The week may have seen one of the most future-positive announcements of the national government in recent times, with tax incentives and initiatives to encourage employment, but how the proposals will actually matter is one that seems somewhat diminished in the real world.

The announcement of a reduced contribution to social security for permanent contracts is one of the biggest drives to encourage employment ever made by the government, as testified by the president, Mariano Rajoy, but the reality is that a company will still have to be able to afford to employ those workers, pay their salaries and stump up the contribution, the reality being a saving of nearly a couple of hundred euro per month, but at the expense of the cost of those new jobs, bearing in mind the minimum wage in spain stands at 752.85 euro per month, 9,034.20 per year, or 27,102.60 in total for the three year qualifying period of the scheme, a scheme. Given the calculations Rajoy himself made, based on the minimum wage, a company would save less than 600 euro in contributions for their 9,000 euro per annum commitment.
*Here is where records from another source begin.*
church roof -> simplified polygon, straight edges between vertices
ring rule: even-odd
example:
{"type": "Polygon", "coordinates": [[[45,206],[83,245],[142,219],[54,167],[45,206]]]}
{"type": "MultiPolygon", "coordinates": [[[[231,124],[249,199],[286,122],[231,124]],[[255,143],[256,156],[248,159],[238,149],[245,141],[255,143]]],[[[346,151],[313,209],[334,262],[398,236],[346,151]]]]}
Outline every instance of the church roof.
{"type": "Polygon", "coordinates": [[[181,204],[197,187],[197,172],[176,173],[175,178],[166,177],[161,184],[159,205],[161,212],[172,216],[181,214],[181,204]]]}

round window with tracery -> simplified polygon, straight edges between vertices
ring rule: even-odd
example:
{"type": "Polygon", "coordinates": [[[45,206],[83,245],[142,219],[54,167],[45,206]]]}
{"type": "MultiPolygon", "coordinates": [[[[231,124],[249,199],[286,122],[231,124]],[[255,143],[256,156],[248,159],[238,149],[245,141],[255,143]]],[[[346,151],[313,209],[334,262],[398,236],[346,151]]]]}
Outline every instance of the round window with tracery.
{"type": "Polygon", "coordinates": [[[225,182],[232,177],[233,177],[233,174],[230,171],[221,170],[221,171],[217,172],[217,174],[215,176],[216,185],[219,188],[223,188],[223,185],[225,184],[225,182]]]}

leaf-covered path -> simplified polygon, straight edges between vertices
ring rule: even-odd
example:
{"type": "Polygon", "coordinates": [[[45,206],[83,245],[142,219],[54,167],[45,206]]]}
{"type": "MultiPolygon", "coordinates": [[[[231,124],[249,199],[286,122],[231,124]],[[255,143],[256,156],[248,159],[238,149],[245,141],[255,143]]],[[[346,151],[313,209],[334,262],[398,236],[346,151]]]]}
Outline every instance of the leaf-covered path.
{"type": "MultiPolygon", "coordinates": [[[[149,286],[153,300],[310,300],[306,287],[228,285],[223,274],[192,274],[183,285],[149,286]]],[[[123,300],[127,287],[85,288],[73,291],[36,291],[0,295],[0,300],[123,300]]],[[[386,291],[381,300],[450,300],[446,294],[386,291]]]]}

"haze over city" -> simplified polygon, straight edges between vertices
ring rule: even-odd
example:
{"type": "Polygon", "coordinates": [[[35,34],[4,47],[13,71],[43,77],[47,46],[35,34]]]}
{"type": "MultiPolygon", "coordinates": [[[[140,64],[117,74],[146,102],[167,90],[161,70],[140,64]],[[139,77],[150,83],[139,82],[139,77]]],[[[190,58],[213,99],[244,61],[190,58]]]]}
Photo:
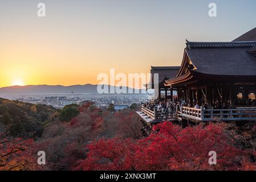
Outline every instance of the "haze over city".
{"type": "Polygon", "coordinates": [[[186,39],[231,41],[256,26],[253,0],[214,1],[214,18],[210,1],[46,0],[44,18],[39,2],[1,1],[0,87],[96,84],[111,68],[148,73],[180,65],[186,39]]]}

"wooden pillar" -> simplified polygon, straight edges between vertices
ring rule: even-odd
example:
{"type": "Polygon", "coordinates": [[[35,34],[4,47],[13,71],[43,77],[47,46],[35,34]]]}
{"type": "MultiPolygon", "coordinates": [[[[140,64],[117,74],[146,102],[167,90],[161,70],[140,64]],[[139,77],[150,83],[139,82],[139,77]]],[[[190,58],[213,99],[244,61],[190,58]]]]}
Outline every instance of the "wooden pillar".
{"type": "Polygon", "coordinates": [[[159,102],[161,101],[161,89],[159,86],[159,102]]]}
{"type": "Polygon", "coordinates": [[[191,94],[191,90],[190,90],[190,87],[189,86],[188,87],[188,97],[189,99],[189,102],[192,104],[192,94],[191,94]]]}
{"type": "Polygon", "coordinates": [[[230,85],[229,87],[229,101],[230,104],[234,106],[235,105],[235,97],[234,97],[234,87],[231,85],[230,85]]]}
{"type": "Polygon", "coordinates": [[[197,103],[199,103],[199,95],[198,94],[199,94],[198,86],[197,86],[196,95],[196,102],[197,103]]]}
{"type": "Polygon", "coordinates": [[[210,93],[211,88],[209,85],[205,86],[205,95],[206,96],[206,101],[207,101],[207,105],[208,105],[208,108],[212,108],[212,94],[210,93]]]}
{"type": "Polygon", "coordinates": [[[170,101],[173,101],[173,90],[170,90],[170,101]]]}
{"type": "Polygon", "coordinates": [[[167,89],[166,88],[165,89],[165,97],[164,97],[164,101],[167,101],[167,89]]]}
{"type": "Polygon", "coordinates": [[[177,90],[177,94],[178,96],[178,101],[180,101],[180,90],[178,89],[178,90],[177,90]]]}

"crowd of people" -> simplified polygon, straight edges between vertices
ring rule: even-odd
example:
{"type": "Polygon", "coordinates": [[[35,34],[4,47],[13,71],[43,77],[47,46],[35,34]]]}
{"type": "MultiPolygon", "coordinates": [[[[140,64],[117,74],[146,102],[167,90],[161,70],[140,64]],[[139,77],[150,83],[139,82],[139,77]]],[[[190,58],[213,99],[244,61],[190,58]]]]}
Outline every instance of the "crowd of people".
{"type": "Polygon", "coordinates": [[[237,106],[256,106],[256,100],[238,98],[235,101],[235,105],[237,106]]]}
{"type": "MultiPolygon", "coordinates": [[[[255,101],[254,101],[255,102],[255,101]]],[[[254,103],[253,102],[252,103],[254,103]]],[[[255,103],[256,104],[256,103],[255,103]]],[[[147,102],[142,103],[141,105],[144,108],[154,111],[156,109],[157,112],[175,112],[180,111],[182,107],[188,107],[194,109],[235,109],[235,106],[230,104],[228,101],[222,102],[220,100],[216,100],[212,104],[211,107],[208,106],[207,102],[203,102],[202,104],[193,101],[190,103],[188,100],[181,100],[180,101],[165,101],[161,102],[147,102]]]]}

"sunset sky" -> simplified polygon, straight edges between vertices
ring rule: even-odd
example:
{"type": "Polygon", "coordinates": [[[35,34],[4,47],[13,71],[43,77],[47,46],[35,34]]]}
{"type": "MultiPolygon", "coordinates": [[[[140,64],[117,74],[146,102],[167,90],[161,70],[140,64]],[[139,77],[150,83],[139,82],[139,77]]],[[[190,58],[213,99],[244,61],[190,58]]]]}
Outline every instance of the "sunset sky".
{"type": "Polygon", "coordinates": [[[110,68],[180,65],[186,39],[232,40],[256,27],[255,7],[255,0],[1,0],[0,87],[97,84],[110,68]],[[217,17],[208,16],[211,2],[217,17]]]}

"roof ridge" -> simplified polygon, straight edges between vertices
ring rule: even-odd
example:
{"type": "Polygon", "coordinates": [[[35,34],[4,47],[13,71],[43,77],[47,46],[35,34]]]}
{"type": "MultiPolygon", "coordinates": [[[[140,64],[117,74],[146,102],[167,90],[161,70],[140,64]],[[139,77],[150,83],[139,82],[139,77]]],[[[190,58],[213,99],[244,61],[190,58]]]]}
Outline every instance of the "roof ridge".
{"type": "Polygon", "coordinates": [[[190,49],[192,48],[249,47],[256,46],[256,41],[189,42],[186,40],[186,44],[190,49]]]}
Similarly, the raising of the threshold for income tax was said to benefit 12 million workers once implemented in the election year of 2015, a proposal which was also to be tabled by the PSOE, but it was the threshold which was changed, increased from 11,121.20 euro to 12,000 euro. Across the Valencia region, the finance ministry state that some 44,822 workers would benefit from the adjustment, at the 1.9 million euro cost to the public purse, but the reality in the pockets of those workers who now qualify is a tax saving of just 42 euro, or 3.50 euro per month.
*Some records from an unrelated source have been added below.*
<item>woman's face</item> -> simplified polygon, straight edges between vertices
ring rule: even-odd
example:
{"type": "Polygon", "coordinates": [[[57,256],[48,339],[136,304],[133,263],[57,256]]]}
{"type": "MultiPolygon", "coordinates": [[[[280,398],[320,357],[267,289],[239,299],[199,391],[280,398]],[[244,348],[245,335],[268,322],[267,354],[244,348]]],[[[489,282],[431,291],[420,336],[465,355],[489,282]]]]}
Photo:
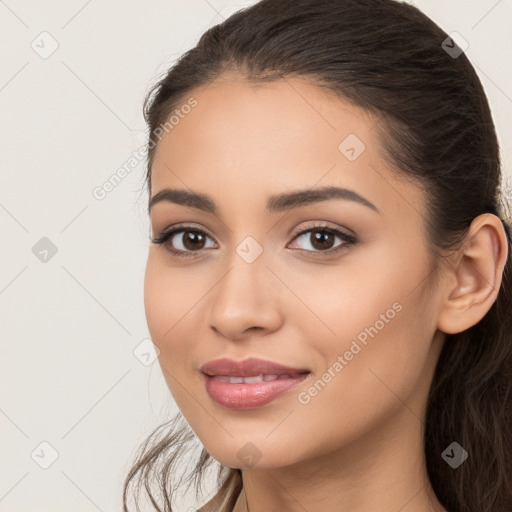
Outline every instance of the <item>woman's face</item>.
{"type": "MultiPolygon", "coordinates": [[[[151,244],[145,276],[151,337],[190,426],[223,464],[254,468],[417,432],[440,301],[423,194],[386,165],[376,118],[296,79],[226,78],[190,96],[152,168],[152,197],[183,191],[152,204],[152,237],[181,231],[151,244]],[[307,373],[206,377],[220,358],[307,373]]],[[[286,373],[248,373],[260,370],[286,373]]]]}

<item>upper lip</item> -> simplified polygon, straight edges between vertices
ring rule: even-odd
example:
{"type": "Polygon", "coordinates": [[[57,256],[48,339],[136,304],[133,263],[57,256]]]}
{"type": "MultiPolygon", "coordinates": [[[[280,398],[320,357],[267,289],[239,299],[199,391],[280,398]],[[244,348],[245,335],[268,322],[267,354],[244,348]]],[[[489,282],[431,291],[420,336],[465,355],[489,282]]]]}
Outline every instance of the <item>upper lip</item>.
{"type": "Polygon", "coordinates": [[[250,357],[243,361],[222,358],[204,364],[201,371],[206,375],[229,377],[251,377],[254,375],[298,375],[309,373],[305,368],[291,368],[272,361],[250,357]]]}

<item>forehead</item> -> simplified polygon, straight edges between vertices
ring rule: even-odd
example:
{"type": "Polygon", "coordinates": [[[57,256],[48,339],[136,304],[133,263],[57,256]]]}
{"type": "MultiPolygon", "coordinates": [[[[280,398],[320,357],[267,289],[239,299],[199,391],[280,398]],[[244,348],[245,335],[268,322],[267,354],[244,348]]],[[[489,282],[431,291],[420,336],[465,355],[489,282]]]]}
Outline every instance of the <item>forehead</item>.
{"type": "Polygon", "coordinates": [[[190,98],[195,106],[158,143],[153,196],[166,187],[208,190],[243,206],[260,193],[343,186],[397,214],[397,194],[421,202],[417,187],[385,163],[377,116],[325,89],[300,79],[254,85],[223,78],[181,104],[190,98]]]}

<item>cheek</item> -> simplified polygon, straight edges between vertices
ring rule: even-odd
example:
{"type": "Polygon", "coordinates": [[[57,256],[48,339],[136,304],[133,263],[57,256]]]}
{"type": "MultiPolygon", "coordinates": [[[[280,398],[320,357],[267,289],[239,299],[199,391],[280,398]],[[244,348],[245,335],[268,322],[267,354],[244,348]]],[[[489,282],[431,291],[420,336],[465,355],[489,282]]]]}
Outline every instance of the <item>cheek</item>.
{"type": "Polygon", "coordinates": [[[180,352],[186,349],[184,341],[173,343],[176,333],[190,321],[187,295],[191,293],[191,286],[182,286],[182,280],[180,269],[166,266],[157,249],[152,247],[144,276],[144,309],[151,339],[160,349],[161,363],[168,358],[171,348],[173,358],[179,358],[180,352]]]}

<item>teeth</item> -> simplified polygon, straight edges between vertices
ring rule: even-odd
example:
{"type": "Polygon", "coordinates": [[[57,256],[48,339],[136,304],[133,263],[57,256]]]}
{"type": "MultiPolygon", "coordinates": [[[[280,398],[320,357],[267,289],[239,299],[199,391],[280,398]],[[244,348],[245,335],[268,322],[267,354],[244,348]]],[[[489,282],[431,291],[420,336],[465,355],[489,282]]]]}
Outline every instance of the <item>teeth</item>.
{"type": "Polygon", "coordinates": [[[278,380],[278,379],[289,379],[289,375],[263,375],[260,373],[259,375],[254,375],[251,377],[229,377],[227,375],[215,375],[213,377],[216,380],[220,380],[221,382],[229,382],[230,384],[256,384],[258,382],[268,382],[270,380],[278,380]]]}

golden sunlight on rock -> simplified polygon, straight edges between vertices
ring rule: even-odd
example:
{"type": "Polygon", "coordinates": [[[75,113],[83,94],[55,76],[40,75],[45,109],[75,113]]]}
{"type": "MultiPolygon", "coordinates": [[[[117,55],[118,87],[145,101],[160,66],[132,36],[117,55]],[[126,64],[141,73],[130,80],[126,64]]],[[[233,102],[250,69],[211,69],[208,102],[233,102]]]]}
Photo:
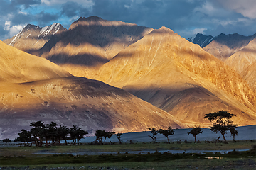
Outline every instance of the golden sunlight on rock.
{"type": "Polygon", "coordinates": [[[145,35],[89,77],[127,90],[191,126],[222,109],[236,114],[240,125],[256,120],[256,96],[245,81],[167,28],[145,35]]]}

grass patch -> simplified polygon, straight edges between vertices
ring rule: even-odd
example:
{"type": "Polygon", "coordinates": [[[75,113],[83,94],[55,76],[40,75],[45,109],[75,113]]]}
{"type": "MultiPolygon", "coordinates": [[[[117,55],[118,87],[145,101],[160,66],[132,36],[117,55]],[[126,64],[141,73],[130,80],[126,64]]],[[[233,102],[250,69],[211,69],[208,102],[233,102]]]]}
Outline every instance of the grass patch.
{"type": "Polygon", "coordinates": [[[2,167],[47,167],[75,169],[206,169],[225,167],[225,169],[252,169],[256,167],[256,154],[254,152],[231,152],[228,154],[109,154],[79,156],[52,154],[43,157],[1,156],[2,167]]]}
{"type": "Polygon", "coordinates": [[[129,151],[148,151],[148,150],[233,150],[250,149],[255,141],[244,140],[238,142],[230,141],[228,144],[217,143],[215,145],[211,142],[201,143],[153,143],[138,142],[134,144],[114,144],[91,145],[82,144],[82,145],[53,146],[50,147],[17,147],[0,148],[1,155],[32,154],[38,153],[73,153],[73,152],[129,152],[129,151]]]}

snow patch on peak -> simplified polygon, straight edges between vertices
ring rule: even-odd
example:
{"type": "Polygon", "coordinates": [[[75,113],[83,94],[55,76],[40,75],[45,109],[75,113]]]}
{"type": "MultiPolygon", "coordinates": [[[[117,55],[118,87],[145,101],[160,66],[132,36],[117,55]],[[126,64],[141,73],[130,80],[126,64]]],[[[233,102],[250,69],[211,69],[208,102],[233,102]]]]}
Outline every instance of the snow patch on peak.
{"type": "Polygon", "coordinates": [[[192,37],[189,38],[188,38],[188,41],[190,42],[193,42],[194,40],[195,40],[195,38],[196,37],[196,35],[198,35],[198,33],[195,33],[194,35],[192,35],[192,37]]]}
{"type": "Polygon", "coordinates": [[[40,33],[42,34],[43,32],[45,32],[48,28],[48,26],[43,27],[41,30],[40,33]]]}
{"type": "Polygon", "coordinates": [[[22,31],[23,31],[23,30],[16,34],[16,35],[14,38],[14,39],[12,39],[11,43],[9,45],[11,45],[17,38],[19,38],[22,31]]]}

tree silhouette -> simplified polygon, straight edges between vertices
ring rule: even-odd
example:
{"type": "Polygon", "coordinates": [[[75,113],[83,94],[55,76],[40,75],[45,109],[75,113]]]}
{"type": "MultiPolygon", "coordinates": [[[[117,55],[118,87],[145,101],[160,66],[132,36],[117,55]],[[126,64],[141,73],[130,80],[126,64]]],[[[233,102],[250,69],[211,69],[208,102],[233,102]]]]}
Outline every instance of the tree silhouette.
{"type": "Polygon", "coordinates": [[[149,135],[149,137],[150,137],[156,142],[156,145],[157,141],[156,141],[156,137],[155,137],[155,135],[156,135],[156,134],[159,132],[156,130],[154,128],[149,128],[149,130],[150,130],[150,132],[152,134],[152,136],[149,135]]]}
{"type": "Polygon", "coordinates": [[[107,133],[107,137],[110,139],[110,142],[112,144],[110,138],[114,134],[115,134],[115,132],[106,132],[106,133],[107,133]]]}
{"type": "Polygon", "coordinates": [[[122,144],[122,140],[121,136],[122,135],[122,133],[117,133],[117,138],[119,141],[119,144],[122,144]]]}
{"type": "Polygon", "coordinates": [[[233,137],[233,141],[235,142],[235,135],[238,135],[238,130],[236,130],[234,128],[231,128],[230,132],[233,137]]]}
{"type": "Polygon", "coordinates": [[[88,134],[87,131],[83,130],[80,127],[73,125],[73,128],[70,129],[70,137],[73,141],[74,144],[78,142],[78,145],[81,141],[81,139],[84,137],[85,135],[88,134]]]}
{"type": "Polygon", "coordinates": [[[96,140],[99,142],[99,143],[102,144],[102,137],[105,135],[105,130],[97,130],[95,132],[95,136],[96,136],[96,140]]]}
{"type": "Polygon", "coordinates": [[[70,133],[70,130],[68,129],[66,126],[60,125],[57,128],[57,134],[58,136],[59,143],[60,143],[60,139],[65,140],[65,144],[68,145],[67,142],[67,136],[70,133]]]}
{"type": "Polygon", "coordinates": [[[42,121],[33,122],[30,126],[33,128],[31,129],[31,135],[35,137],[35,144],[37,147],[43,145],[43,138],[46,132],[46,125],[42,121]]]}
{"type": "Polygon", "coordinates": [[[50,124],[46,124],[46,127],[48,128],[45,133],[46,147],[48,145],[48,140],[52,141],[53,145],[55,144],[55,142],[58,137],[57,134],[57,126],[58,124],[55,122],[51,122],[50,124]]]}
{"type": "Polygon", "coordinates": [[[21,142],[24,142],[24,147],[28,145],[28,142],[31,142],[31,146],[32,145],[31,132],[22,129],[21,132],[18,133],[19,135],[19,140],[21,142]]]}
{"type": "Polygon", "coordinates": [[[235,115],[230,114],[227,111],[219,110],[218,112],[206,114],[204,118],[208,118],[212,122],[210,130],[215,133],[220,132],[225,142],[228,143],[224,135],[227,131],[230,130],[231,128],[238,126],[238,125],[232,124],[233,121],[230,120],[233,116],[235,116],[235,115]]]}
{"type": "Polygon", "coordinates": [[[203,130],[203,129],[200,128],[200,126],[196,125],[193,129],[191,129],[191,130],[189,132],[188,132],[188,135],[189,134],[193,135],[193,137],[195,137],[195,143],[196,143],[197,135],[202,133],[203,130]]]}
{"type": "Polygon", "coordinates": [[[160,133],[160,134],[163,135],[164,136],[165,136],[166,137],[167,137],[168,142],[170,143],[168,136],[172,135],[174,134],[174,130],[172,129],[171,128],[171,126],[169,128],[168,128],[168,129],[166,129],[166,130],[160,129],[158,132],[159,132],[159,133],[160,133]]]}

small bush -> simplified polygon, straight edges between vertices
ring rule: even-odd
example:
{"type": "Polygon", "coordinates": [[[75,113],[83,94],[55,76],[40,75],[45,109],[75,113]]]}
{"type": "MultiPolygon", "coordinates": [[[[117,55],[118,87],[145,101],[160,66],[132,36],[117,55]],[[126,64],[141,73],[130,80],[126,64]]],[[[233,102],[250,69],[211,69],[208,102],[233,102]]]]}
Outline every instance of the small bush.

Of course any tax saving is of benefit to the workers who are struggling and is a positive move in the sense that before the last elections the Partido Popular vowed that they would not increase tax, only to make that their first priority once given the power of office, but the reality of how the changes will improve the quality of life for the millions unemployed and those who have found themselves homeless, starving and, in some cases, unable to face the future at all, remains to be a question that can only be answered once the changes are implemented and accepted. Similarly, the reasons given for increasing tax in the first place was to plug the void of debt, so careful consideration on how this move will put a burden on the finances of the country will no doubt be closely monitored by those with the power to choose.